Four patients had mutations in APM genes (APM-deficient), one each in CIITA, ERAP2, HLA-F and PDIA3. The mean duration of response of APM mutation carriers was 9 weeks. All four APM mutant tumors were among those without clinical benefit. This shows that a panel of APM genes can be used by mutation screening to identify patients likely to be resistant to immune checkpoint inhibitors (e.g., ipilimumab).

Example 3

The prevalence of mutations in APM genes was assessed by next-generation sequencing of a set of commercial tumor samples of various tissue origins. Tissue origins and tumor subtypes are summarized in Table D.

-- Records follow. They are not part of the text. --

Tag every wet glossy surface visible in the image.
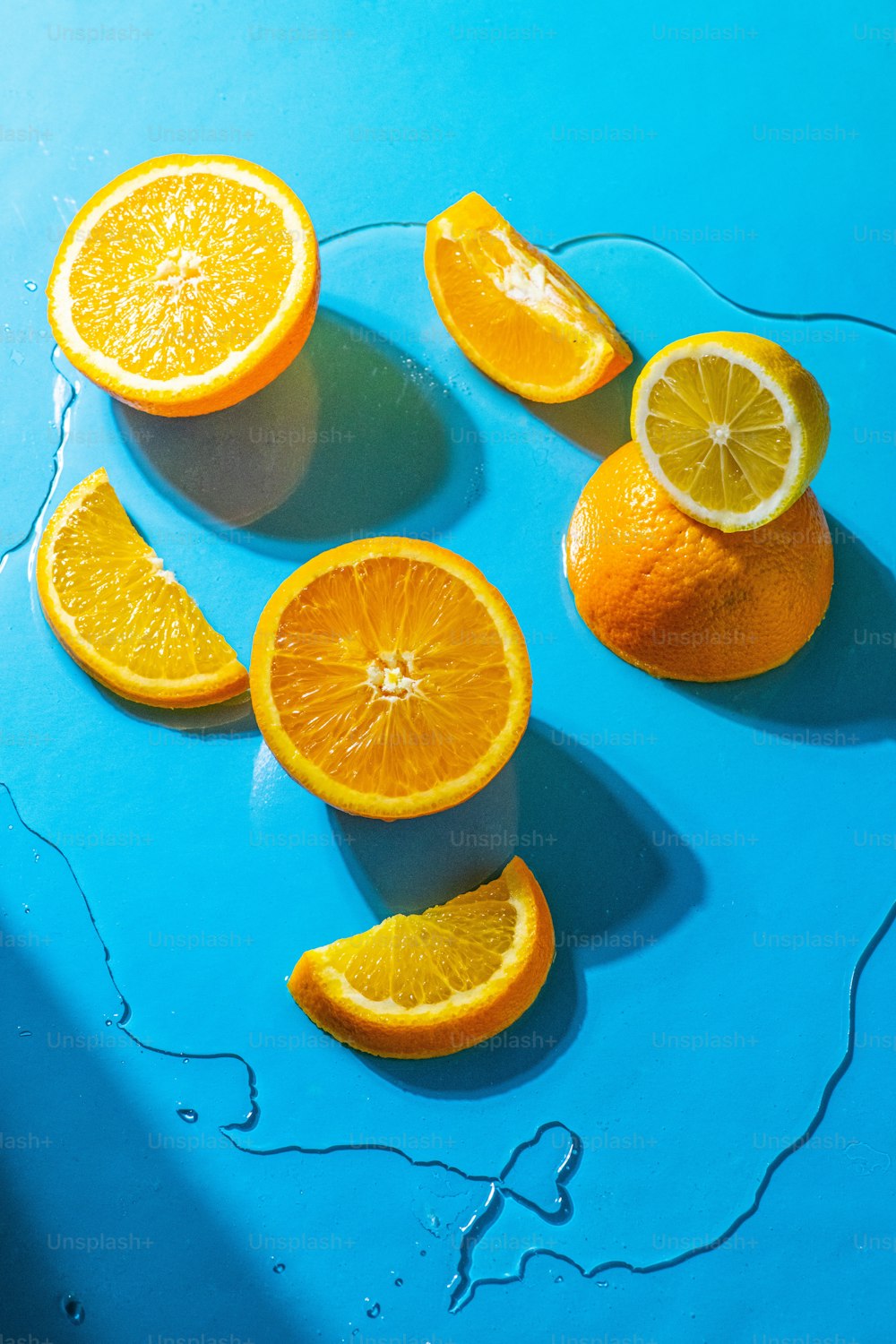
[0,4,896,1344]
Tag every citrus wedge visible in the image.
[423,193,632,402]
[289,859,554,1059]
[47,155,320,416]
[251,537,532,819]
[38,468,248,709]
[632,332,831,532]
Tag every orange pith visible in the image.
[38,470,248,709]
[251,538,530,817]
[47,155,320,416]
[289,859,555,1059]
[567,444,834,682]
[425,193,632,402]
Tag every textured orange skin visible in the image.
[567,444,834,682]
[289,857,555,1059]
[47,155,321,418]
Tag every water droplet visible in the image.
[59,1293,87,1325]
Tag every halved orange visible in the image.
[250,537,532,819]
[289,859,554,1059]
[423,191,632,402]
[38,468,248,709]
[47,155,320,416]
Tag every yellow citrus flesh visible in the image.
[47,155,320,416]
[289,859,554,1059]
[632,332,831,532]
[38,468,248,709]
[251,538,532,819]
[425,193,632,402]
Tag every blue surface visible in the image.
[0,4,896,1344]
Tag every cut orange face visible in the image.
[38,468,248,710]
[289,859,555,1059]
[250,537,532,819]
[47,155,320,416]
[423,191,632,402]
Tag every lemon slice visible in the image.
[632,332,831,532]
[38,468,248,709]
[289,859,554,1059]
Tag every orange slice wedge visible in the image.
[289,859,554,1059]
[47,155,320,416]
[423,191,632,402]
[38,468,248,709]
[251,537,532,819]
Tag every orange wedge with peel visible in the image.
[250,537,532,820]
[38,468,248,710]
[289,859,554,1059]
[423,191,632,402]
[47,155,320,416]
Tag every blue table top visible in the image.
[0,0,896,1344]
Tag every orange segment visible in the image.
[38,468,248,709]
[251,537,532,817]
[47,155,320,416]
[289,859,554,1059]
[425,193,632,402]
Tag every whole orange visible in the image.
[567,444,834,682]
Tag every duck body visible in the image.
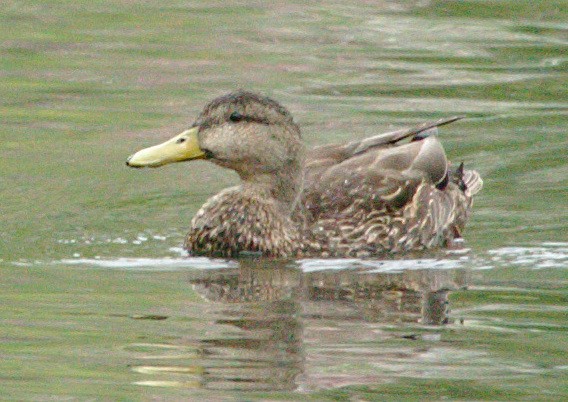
[127,91,482,258]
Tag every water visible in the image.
[0,0,568,400]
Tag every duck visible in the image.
[126,90,483,259]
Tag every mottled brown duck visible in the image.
[127,91,482,258]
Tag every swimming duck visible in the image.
[126,91,482,258]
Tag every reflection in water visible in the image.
[132,261,466,390]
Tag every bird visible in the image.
[126,90,483,259]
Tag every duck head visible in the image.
[126,91,303,181]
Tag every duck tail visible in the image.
[449,162,483,197]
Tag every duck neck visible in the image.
[240,163,303,215]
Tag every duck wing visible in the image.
[306,116,463,177]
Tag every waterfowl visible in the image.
[126,91,482,258]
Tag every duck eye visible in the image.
[229,112,244,123]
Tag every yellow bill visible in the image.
[126,127,205,168]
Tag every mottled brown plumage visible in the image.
[127,91,482,257]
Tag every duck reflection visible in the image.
[184,260,467,390]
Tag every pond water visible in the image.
[0,0,568,400]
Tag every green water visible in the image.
[0,0,568,400]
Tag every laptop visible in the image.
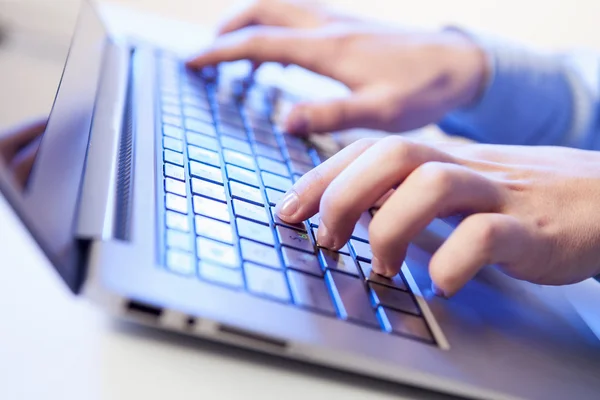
[0,2,600,399]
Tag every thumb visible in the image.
[285,93,381,135]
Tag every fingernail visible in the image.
[371,257,385,275]
[286,110,310,133]
[431,282,447,298]
[275,190,300,217]
[317,221,335,249]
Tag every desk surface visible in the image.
[0,0,600,400]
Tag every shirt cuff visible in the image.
[439,32,573,145]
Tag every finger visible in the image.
[318,136,453,249]
[275,139,376,223]
[0,119,47,163]
[9,137,41,187]
[217,2,261,36]
[429,214,532,297]
[286,92,390,135]
[187,27,335,78]
[369,162,501,277]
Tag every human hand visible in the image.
[188,0,488,134]
[276,136,600,296]
[0,119,47,187]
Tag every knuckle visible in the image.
[413,161,456,198]
[369,214,400,253]
[465,218,501,258]
[353,138,377,149]
[379,136,414,163]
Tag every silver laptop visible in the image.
[0,3,600,399]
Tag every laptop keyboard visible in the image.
[157,54,434,343]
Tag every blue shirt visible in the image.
[439,37,600,150]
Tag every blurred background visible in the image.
[0,0,600,129]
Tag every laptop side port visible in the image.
[126,300,163,320]
[217,325,288,352]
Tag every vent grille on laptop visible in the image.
[114,48,133,240]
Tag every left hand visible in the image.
[0,119,47,187]
[277,136,600,296]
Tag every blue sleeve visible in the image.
[439,33,600,149]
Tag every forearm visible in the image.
[439,33,600,148]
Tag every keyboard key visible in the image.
[198,261,244,289]
[192,178,227,202]
[196,237,240,268]
[271,207,306,232]
[236,218,275,246]
[287,270,335,315]
[163,163,185,181]
[283,134,308,153]
[160,94,181,107]
[281,247,323,276]
[229,181,264,206]
[319,249,359,277]
[350,239,373,262]
[223,149,255,171]
[325,271,380,328]
[165,193,187,214]
[195,215,233,244]
[167,250,195,275]
[165,178,187,197]
[163,150,183,165]
[254,143,284,162]
[261,171,292,192]
[290,160,313,176]
[256,156,290,177]
[217,107,244,128]
[188,146,221,167]
[352,211,371,242]
[287,147,314,165]
[219,123,248,142]
[240,239,281,268]
[266,188,285,206]
[276,225,315,253]
[167,229,193,252]
[244,263,290,301]
[162,104,181,116]
[181,91,210,108]
[165,211,190,232]
[163,125,183,140]
[369,283,420,315]
[190,161,223,184]
[252,130,279,147]
[194,196,229,222]
[183,103,213,123]
[221,136,252,154]
[358,261,408,290]
[226,164,260,187]
[163,136,183,153]
[185,118,217,136]
[186,132,219,151]
[163,114,183,128]
[380,307,434,343]
[233,199,269,225]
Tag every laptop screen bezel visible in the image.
[0,1,109,292]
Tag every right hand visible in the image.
[188,0,488,134]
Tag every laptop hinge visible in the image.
[77,41,132,240]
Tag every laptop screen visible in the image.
[0,0,106,290]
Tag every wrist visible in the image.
[442,28,493,110]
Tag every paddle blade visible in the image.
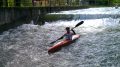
[75,21,84,27]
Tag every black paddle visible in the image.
[50,21,84,44]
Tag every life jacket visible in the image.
[64,33,73,40]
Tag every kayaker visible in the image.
[58,27,76,40]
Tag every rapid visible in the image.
[0,7,120,67]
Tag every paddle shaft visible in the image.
[50,21,84,44]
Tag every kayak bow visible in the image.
[48,34,80,53]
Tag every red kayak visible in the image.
[48,34,80,53]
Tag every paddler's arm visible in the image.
[50,34,65,44]
[71,28,76,35]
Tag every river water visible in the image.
[0,7,120,67]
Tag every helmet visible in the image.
[65,27,70,30]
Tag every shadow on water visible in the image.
[0,48,17,67]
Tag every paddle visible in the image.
[50,21,84,44]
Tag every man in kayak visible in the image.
[58,27,76,40]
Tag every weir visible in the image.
[0,6,87,33]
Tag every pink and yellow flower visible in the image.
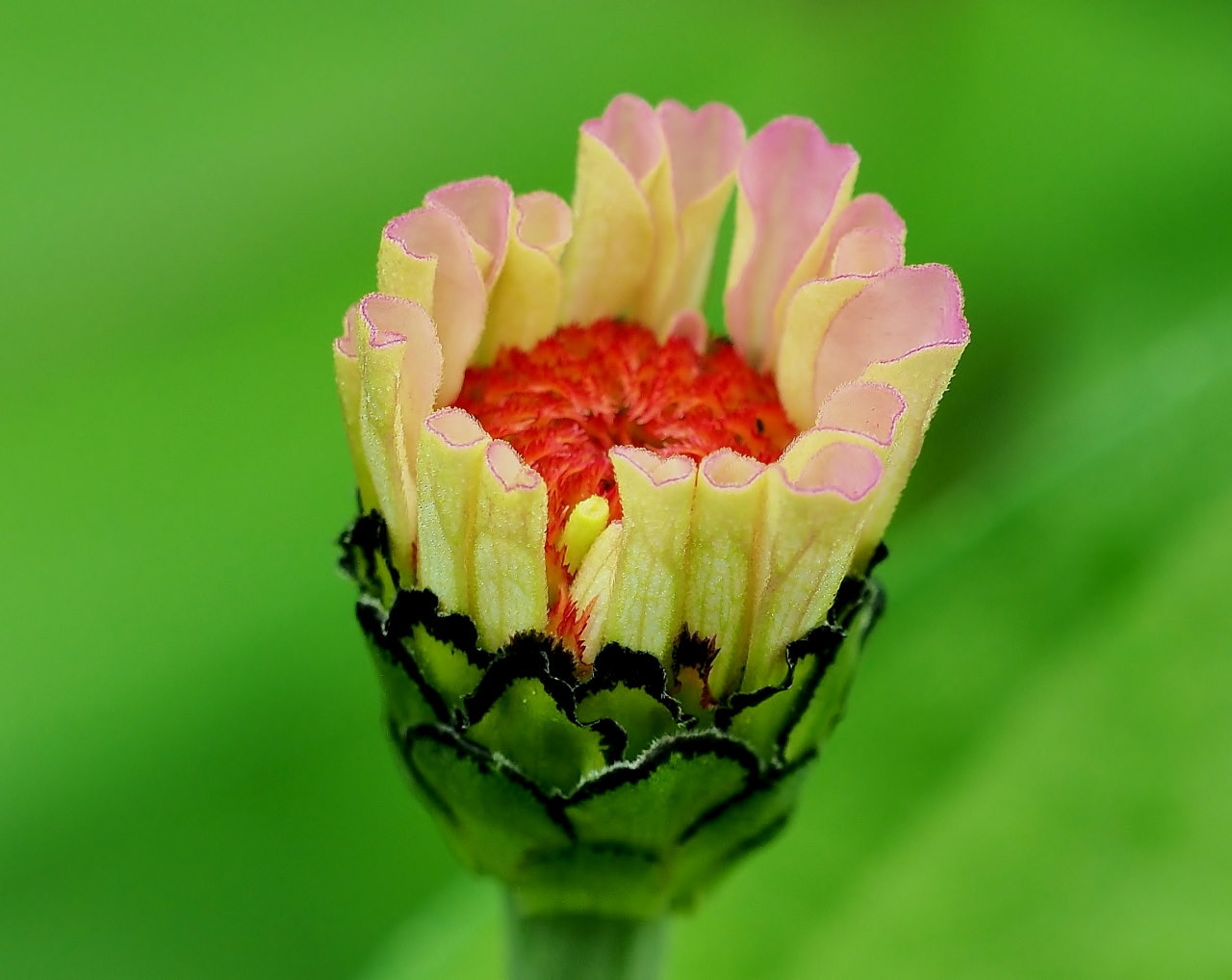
[335,95,968,703]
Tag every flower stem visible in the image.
[506,901,666,980]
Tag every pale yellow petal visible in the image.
[485,193,569,364]
[774,276,871,427]
[472,440,547,650]
[683,449,766,698]
[415,408,492,615]
[563,96,665,322]
[740,432,882,690]
[603,447,697,658]
[569,520,622,663]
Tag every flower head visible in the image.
[335,96,968,921]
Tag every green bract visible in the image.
[342,511,884,918]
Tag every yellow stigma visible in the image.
[560,496,608,575]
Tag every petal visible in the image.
[817,381,907,447]
[775,276,871,427]
[485,191,571,364]
[334,330,379,513]
[569,520,624,663]
[820,193,907,278]
[668,309,709,354]
[725,117,859,371]
[740,432,882,690]
[564,95,666,322]
[424,177,514,289]
[472,439,547,650]
[683,449,766,698]
[415,408,492,615]
[514,191,573,259]
[603,447,697,658]
[814,265,971,566]
[638,101,744,338]
[813,265,969,403]
[377,207,488,404]
[335,294,443,572]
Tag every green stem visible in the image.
[507,901,666,980]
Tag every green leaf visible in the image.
[403,729,569,878]
[466,677,606,792]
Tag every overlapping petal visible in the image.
[563,96,744,338]
[335,96,968,684]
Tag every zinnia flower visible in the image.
[335,95,968,932]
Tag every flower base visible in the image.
[342,513,882,919]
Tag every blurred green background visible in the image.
[0,0,1232,980]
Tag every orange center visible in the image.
[454,320,797,581]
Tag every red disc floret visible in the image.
[454,320,797,581]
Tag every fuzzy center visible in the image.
[454,320,797,574]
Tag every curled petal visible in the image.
[377,207,488,404]
[564,95,666,322]
[424,177,514,289]
[683,449,766,698]
[569,520,625,663]
[638,101,744,338]
[818,193,907,278]
[725,117,859,371]
[334,294,441,572]
[817,381,907,448]
[814,265,971,567]
[475,191,571,364]
[415,408,492,614]
[775,276,871,427]
[813,265,969,403]
[603,447,697,658]
[471,439,547,650]
[740,431,882,690]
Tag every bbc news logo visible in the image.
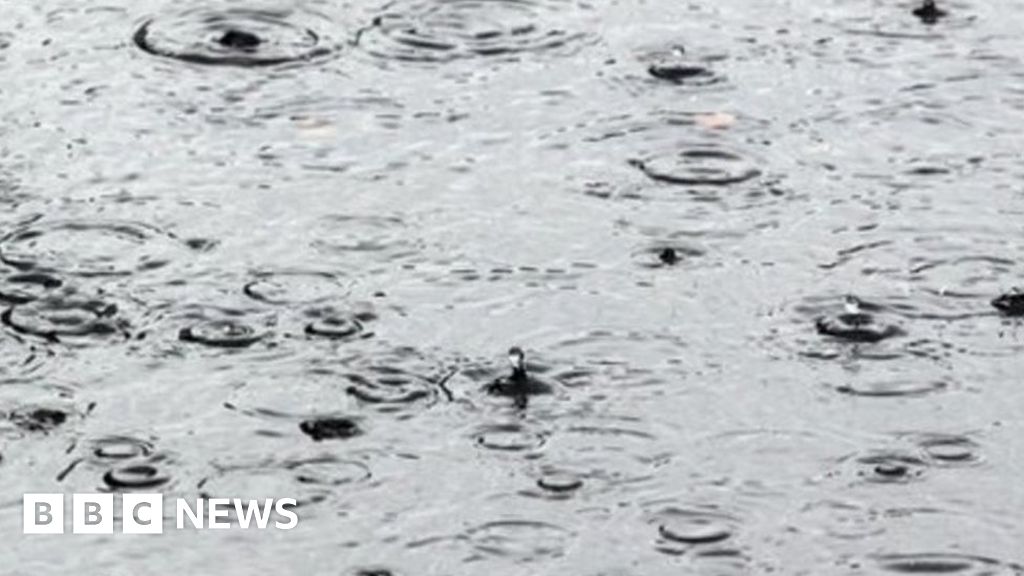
[23,494,299,534]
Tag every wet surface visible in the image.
[0,0,1024,575]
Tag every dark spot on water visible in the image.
[92,436,154,460]
[0,292,128,342]
[217,30,262,50]
[132,8,337,68]
[355,0,589,64]
[305,316,362,340]
[878,553,1003,574]
[647,64,714,84]
[992,288,1024,316]
[178,320,265,348]
[299,417,362,442]
[857,451,927,484]
[911,0,948,25]
[10,408,68,433]
[0,272,63,304]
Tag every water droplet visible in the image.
[133,8,337,67]
[299,416,362,442]
[178,320,265,348]
[358,0,589,64]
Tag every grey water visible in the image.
[0,0,1024,576]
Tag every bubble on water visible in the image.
[654,507,736,547]
[305,314,371,340]
[876,552,1021,576]
[473,423,547,452]
[916,434,982,467]
[537,472,584,494]
[132,8,338,68]
[103,464,171,492]
[91,436,154,462]
[836,376,950,398]
[465,520,575,562]
[356,0,592,64]
[243,270,349,304]
[630,147,761,187]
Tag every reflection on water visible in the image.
[0,0,1024,575]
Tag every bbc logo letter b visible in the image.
[22,494,63,534]
[71,494,114,534]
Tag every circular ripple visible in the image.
[0,294,128,342]
[537,472,583,494]
[357,0,587,63]
[466,520,573,562]
[0,272,63,304]
[0,219,181,277]
[345,347,443,412]
[178,320,266,348]
[92,436,154,461]
[133,8,336,67]
[224,358,354,422]
[630,148,761,187]
[345,366,437,405]
[310,214,423,265]
[918,435,981,466]
[306,314,370,340]
[657,507,735,546]
[198,456,372,506]
[473,424,547,452]
[103,464,171,490]
[243,271,348,304]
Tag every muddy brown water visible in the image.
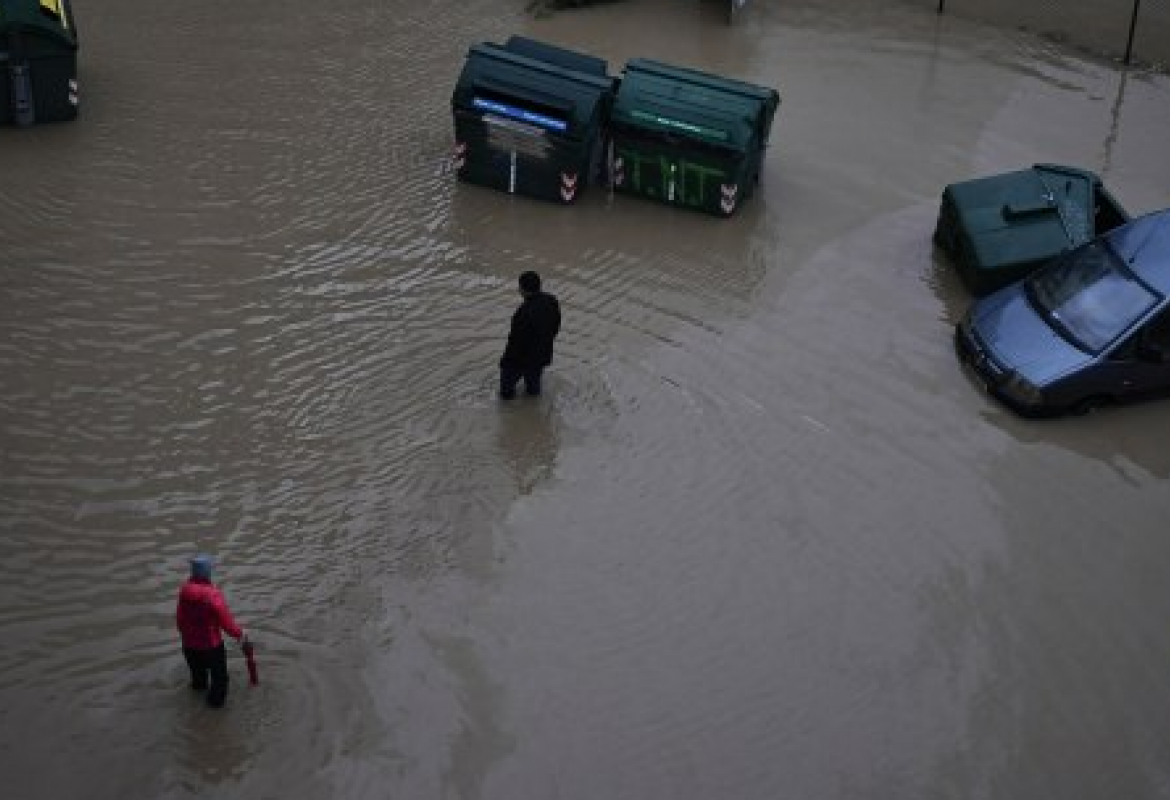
[0,0,1170,800]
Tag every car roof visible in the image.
[1108,208,1170,295]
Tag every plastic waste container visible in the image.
[607,58,780,216]
[0,0,77,125]
[452,36,615,204]
[934,164,1129,295]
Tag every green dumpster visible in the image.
[452,36,615,204]
[608,58,780,216]
[934,164,1129,295]
[0,0,77,125]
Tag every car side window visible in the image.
[1135,311,1170,364]
[1145,311,1170,350]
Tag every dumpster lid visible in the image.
[0,0,77,49]
[613,58,779,151]
[504,35,610,80]
[452,42,613,136]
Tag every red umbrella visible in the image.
[240,640,260,687]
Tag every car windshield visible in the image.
[1026,241,1158,353]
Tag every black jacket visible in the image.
[500,291,560,370]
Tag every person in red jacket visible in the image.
[174,556,248,709]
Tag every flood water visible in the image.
[0,0,1170,800]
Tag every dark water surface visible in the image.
[0,0,1170,800]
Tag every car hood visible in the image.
[971,283,1093,386]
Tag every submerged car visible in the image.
[955,208,1170,416]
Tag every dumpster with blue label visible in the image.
[608,58,780,216]
[934,164,1129,295]
[452,36,615,204]
[0,0,77,125]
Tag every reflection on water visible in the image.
[0,0,1170,800]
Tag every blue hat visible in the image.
[191,556,215,580]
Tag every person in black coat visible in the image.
[500,271,560,399]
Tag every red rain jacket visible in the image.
[174,578,243,650]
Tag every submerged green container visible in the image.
[0,0,77,125]
[608,58,780,216]
[452,36,615,204]
[934,164,1129,295]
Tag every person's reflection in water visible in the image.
[177,708,255,794]
[498,402,559,495]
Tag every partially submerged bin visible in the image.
[610,58,780,216]
[0,0,77,125]
[452,36,614,204]
[934,164,1129,295]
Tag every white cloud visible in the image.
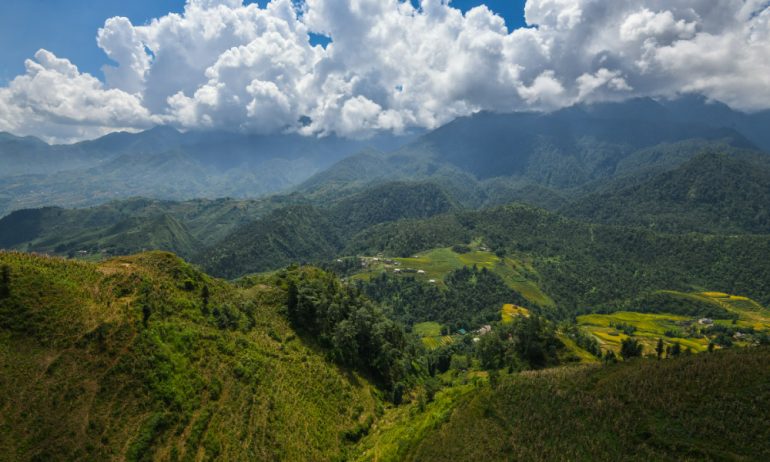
[0,50,159,141]
[0,0,770,140]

TABLE D Tissue Subtype Sample N brain GBM 9 breast IDC 144 breast ILC 11 colorectal colonADC 64 endometrial EC 14 lung ADSQ 2 lung CARC 20 lung LCC 7 lung LCNEC 11 lung lungADC 73 lung lungSCC 79 lung NSCLC 26 lung SCLC 8 ovary OC 15 Total 483

Each tumor sample had genomic DNA extracted from FFPE sections by standard methods. DNA was fragmented and sample-specific barcodes were attached via A-tailed ligation of barcoded Illumina sequencing adaptors. 16 samples were pooled for each hybridization capture. The capture pool consisted of exon-based hybridization probes for all known exons in 15 genes from the antigen-processing pathway (Table 1). Captured sequence fragments were amplified and sequenced on an Illlumina MiSeq instrument.

Mutation screening for non-HLA genes (* genes in Table 1) was performed using an informatic review application (HLA sequence data were not reviewed in this Example 3). Classification of variants as polymorphism or potentially deleterious was based on their effect on protein function (frame shifts, nonsense codons, splice donor or acceptor mutations), comparison to public databases (dbSNP, exome variant server, ExAC) and literature on known variants and functional assays.

Sequencing of 483 tumor samples identified 108 mutations (sequence variants classified as deleterious or suspected deleterious) in 86 samples. Table E lists the individual mutations and number of their observations. Frequencies by gene are tabulated in Table F.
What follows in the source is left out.